Skim-Gaming logo

Actualité

Lenovo Legion Pro Rollable : le PC gaming à écran OLED enroulable qui veut tout révolutionner en 2026
Actualité

Il y a 82 jours

Lenovo Legion Pro Rollable : le PC gaming à écran OLED enroulable qui veut tout révolutionner en 2026

Un écran qui s’adapte à votre jeu, une puissance qui défie les limites : Lenovo prépare-t-il le futur du gaming mobile ?

A retenir :

  • Lenovo Legion Pro Rollable : premier PC gaming avec écran OLED enroulable horizontalement, passant du 16:9 au 21:9 en un clin d’œil.
  • Un processeur Intel Core Ultra et une dalle 120 Hz+ pour des performances dignes des meilleurs desktop, dans un chassis annoncé à 1,8 kg seulement.
  • Dévoilement probable au CES 2026, après le succès du ThinkBook Plus Gen 6 Rollable (écran enroulable vertical) en 2023.
  • Défis majeurs : gestion thermique (surchauffe chronique des portables gaming) et durabilité mécanique d’un écran mobile sollicité en jeu intensif.
  • Une innovation qui pourrait éclipser ASUS ROG Nebula et Alienware QD-OLED, si Lenovo parvient à concilier flexibilité et puissance brute.

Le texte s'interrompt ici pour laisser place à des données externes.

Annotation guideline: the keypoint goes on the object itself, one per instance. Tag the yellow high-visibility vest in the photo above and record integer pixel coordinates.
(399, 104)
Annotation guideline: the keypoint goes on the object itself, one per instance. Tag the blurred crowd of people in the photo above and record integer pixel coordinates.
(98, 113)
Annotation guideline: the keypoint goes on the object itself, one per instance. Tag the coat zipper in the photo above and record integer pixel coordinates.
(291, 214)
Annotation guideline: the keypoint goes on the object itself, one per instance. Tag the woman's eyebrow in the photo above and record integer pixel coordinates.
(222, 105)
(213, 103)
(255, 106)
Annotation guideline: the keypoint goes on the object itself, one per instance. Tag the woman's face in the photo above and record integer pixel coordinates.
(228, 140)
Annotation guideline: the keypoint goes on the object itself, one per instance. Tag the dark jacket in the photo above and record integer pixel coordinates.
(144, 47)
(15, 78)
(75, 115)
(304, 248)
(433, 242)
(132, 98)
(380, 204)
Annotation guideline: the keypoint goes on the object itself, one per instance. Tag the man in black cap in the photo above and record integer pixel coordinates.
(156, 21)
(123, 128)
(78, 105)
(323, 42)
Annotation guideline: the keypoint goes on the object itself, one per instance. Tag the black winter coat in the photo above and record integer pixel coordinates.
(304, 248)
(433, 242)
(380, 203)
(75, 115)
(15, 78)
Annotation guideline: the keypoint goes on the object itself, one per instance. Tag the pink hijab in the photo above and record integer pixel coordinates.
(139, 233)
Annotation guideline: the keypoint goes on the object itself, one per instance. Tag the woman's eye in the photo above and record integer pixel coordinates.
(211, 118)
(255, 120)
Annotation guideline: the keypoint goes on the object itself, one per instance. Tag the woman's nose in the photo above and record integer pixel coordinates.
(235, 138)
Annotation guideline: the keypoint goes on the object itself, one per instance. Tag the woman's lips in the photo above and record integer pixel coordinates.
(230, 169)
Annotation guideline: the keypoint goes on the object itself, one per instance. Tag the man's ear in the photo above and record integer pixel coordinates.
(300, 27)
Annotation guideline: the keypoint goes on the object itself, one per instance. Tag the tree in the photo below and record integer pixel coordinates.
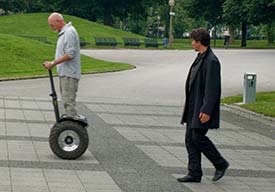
(262, 12)
(235, 12)
(210, 10)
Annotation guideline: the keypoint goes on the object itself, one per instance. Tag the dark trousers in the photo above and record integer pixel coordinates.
(197, 142)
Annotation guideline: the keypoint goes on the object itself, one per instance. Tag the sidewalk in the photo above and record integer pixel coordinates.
(133, 147)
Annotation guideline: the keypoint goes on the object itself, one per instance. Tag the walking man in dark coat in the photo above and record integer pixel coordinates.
(202, 109)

L’écran qui se déploie comme une toile : quand le gaming rencontre la magie du cinéma

Imaginez un instant : vous lancez Cyberpunk 2077 sur votre portable, et d’un geste fluide, votre écran s’étire pour passer d’un 16:9 classique à un format ultra-large 21:9, comme une toile de cinéma se déployant sous vos doigts. Ce n’est pas de la science-fiction, mais bien le projet fou que Lenovo préparerait pour 2026 avec son Legion Pro Rollable. Après avoir marqué les esprits avec le ThinkBook Plus Gen 6 Rollable (écran enroulable vertical dévoilé au CES 2023), la marque chinoise s’attaque cette fois au marché du gaming – un secteur où l’innovation matérielle est souvent freinée par des contraintes physiques implacables : la chaleur, le poids, et la rigidité des composants.

Ce concept n’est pas sans rappeler les écrans microLED pliables de Samsung ou les dalles Mini-LED d’Apple, mais avec une approche radicalement différente : ici, pas de pliure fixe, mais un mécanisme roulant qui permet à l’écran OLED de s’étendre ou de se rétracter à la demande. Une première mondiale dans l’univers des PC gaming, où les formats 16:9 et 16:10 règnent en maîtres depuis des décennies. Si Lenovo parvient à concrétiser cette idée, ce serait rien de moins qu’une révolution ergonomique : plus besoin de choisir entre compacité et immersion, l’écran s’adapte à votre usage, que ce soit pour du compétitif (où le 16:9 reste roi) ou de l’exploration open-world (où l’ultra-large 21:9 offre un champ de vision incomparable).

Intel Core Ultra + 120 Hz : la recette d’une bombe thermique ?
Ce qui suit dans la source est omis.